Oh yes it may, for I dropped my laser. My personal laser. It's lying back there, somewhere in the gungey frul. I must turn back to get it! But no, I haven't the energy to turn back! I'll only just have enough to reach my skimmer. And besides - when a city-sized monster dies, the truth will out, in some way or other, sooner or later.
This is most serious; almost I hope that I don't make it to the skimmer. The new fear, the fear of responsibility, hits me - fear of a greater responsibility than I can possibly sustain. And the basement-voice mutters louder as Nyav makes yet another reasonable point: I sense him saying that although I won out over Zyperan, sooner or later I shall take on too much, if I remain in control.
Then, what I'll meet is the Keestaggulb. Eh? Never heard of that. Keestaggulb. All right, stop repeating the term! I can translate "ultimate nightmare". Is that why your voice has changed? What do you mean, it's not your voice? Why has my field of view darkened as though I were on Earth at a total eclipse? What now takes form in my imagination and mingles with a superposed rumble? What is it that's enclosing me in a curtain of grey specks?

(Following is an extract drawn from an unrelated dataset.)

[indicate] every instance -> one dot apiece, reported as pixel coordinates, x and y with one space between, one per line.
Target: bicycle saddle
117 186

The curtain magnifies as I stare around me - the specks resolving into a whirl that smites my brain with an adamantine message - No! Go pick on someone else! Let me tell you, Voice, that although I stood up to Zyperan, no one could deliberately choose to face those dreams that my child-self was forced to endure. So it's no use you, Whoever you are, announcing that I
am the destined hybrid hero, suited to save this world from a soul-mangling in both Uranian and Terran terms; for in the face of nightmare there are no heroes.
Ah, here at last, I stretch a hand to a metal flank. It's my good old hovering skimmer. Scraping up dregs of energy, I lurch on board. Though my eyes swim I do my best to check that the vehicle is aimed approximately right - if I hit anywhere in Syoom I'll be happy - and I collapse against the starting lever. The motion begins, promising escape.
However, even as my mind darkens and my faculties dissolve, my Terran ego hears the rattle of defeat. A rush up from below, tells me that when I awake, if I awake, it will be as my Uranian self. And so be it; for I no longer wish to resist. Good-bye Terran control. The price of my Earth self is too high.
*
9
We, the Bardic narrators, wish to pause at this turning point in the tale of Nyav Yuhlm. Behind him lie his Olhoavan, Starside origins; ahead of him his Syoomean, Sunside career.
The pause is traditional for storytellers. Here is where we naturally wonder: did he really hear the voice of Thremdu, the World Spirit, amid the puddled remains of Zyperan?
Or did the 'message' spurt from stressed depths in his own bifid mind?
Historians may disagree with our rendition of this episode, but everyone agrees that whatever the origin of the Voice, it spoke the truth.
Not that the stunned Daon of Olhoav had any inkling of the destined finale, or of aught else while his exhausted body, slumped askew against the bows of his skimmer, was borne unconscious in the direction of Syoom.